The satellite was slated to replace Eutelsat 5 West A, a satellite operating two years beyond its 15-year design life, and anticipated to run out of fuel by December. Eutelsat 5 West B is fully-insured for € 173 million, but deeming the satellite as a total loss would hit Eutelsat’s pocketbook nonetheless, forcing a reshuffling of its fleet to maintain/restore critical Ku-band broadcast coverage over Europe and North Africa (note: Eutelsat 5 West A contributed €30 M of revenues last year).
What’s more, Eutelsat 5 West B was designed to provide an overlay signal for the Galileo GNSS. The satellite hosts a payload that was expected to generate incremental revenues of approximately €7 million for a total of €102 million over the 5 West B’s 15-year lifespan.
During its earnings call, Eutelsat noted it needed to determine the primary cause for the solar panel issue, making sure, among other challenges, that the satellite’s remaining solar panel isn’t impacted.

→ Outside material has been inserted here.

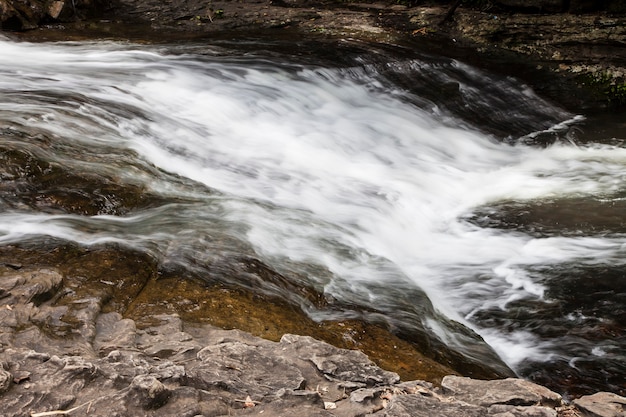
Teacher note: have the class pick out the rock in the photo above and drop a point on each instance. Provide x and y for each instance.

The company aims to determine the cause by the end of November 2019.
Looking beyond Eutelsat, the potential loss of Eutelsat 5 West B is likely to impact other industry players, including:
• Northrop. This was Northrop’s first-ever sale of a GEOStar bus to Eutelsat. First introduced in July 2002, the GEOStar-2 has a fairly strong heritage, but this is now the third major anomaly of a satellite based on NG’s GEOStar-2 bus (out of 15 launched) since 2011.

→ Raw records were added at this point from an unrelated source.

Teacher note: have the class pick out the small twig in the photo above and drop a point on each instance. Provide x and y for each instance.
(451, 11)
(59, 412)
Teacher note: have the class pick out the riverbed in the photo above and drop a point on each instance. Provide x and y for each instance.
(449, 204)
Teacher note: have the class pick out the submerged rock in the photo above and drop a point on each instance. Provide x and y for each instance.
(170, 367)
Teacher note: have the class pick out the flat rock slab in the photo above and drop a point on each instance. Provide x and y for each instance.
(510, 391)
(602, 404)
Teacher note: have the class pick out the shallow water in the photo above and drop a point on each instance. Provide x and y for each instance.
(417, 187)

• Teaming agreements. Eutelsat 5 West B represented the first-ever (at risk of being last-ever?) satellite teaming effort between Northrop (bus) and Airbus (payload). Such teaming agreements represent a small minority of the GEO satellite market (primarily Airbus/Thales), and there have been several instances where unfamiliar parties coming together for the first time has proven more challenging.
• The insurance market. Following a 15-year downward trend in space insurance pricing, the insurance market is now undoubtedly experiencing rate increases. These increases follow an unfortunate spate of losses (WorldView-4, FalconEye-1, ChinaSat-18, Intelsat 29e) that has caused the space insurance industry to lose money for the second consecutive year (first time since 2001).
• C-Band winner? Of the four primary US satellite builders, Lockheed is basically a non-player in the commercial market, Boeing is arguably in the doghouse (at least with Intelsat, due to the loss of Intelsat 29e), and this episode is likely a blemish to Northrop.
Assuming that the FCC approves a private auction of C-Band spectrum later this year, the spectrum holders have committed to purchasing eight (8) US-built replacement satellites. This confluence of events strengthens Maxar’s standing among large U.S. satellite manufacturers, making it a potential beneficiary of the 5 West B loss.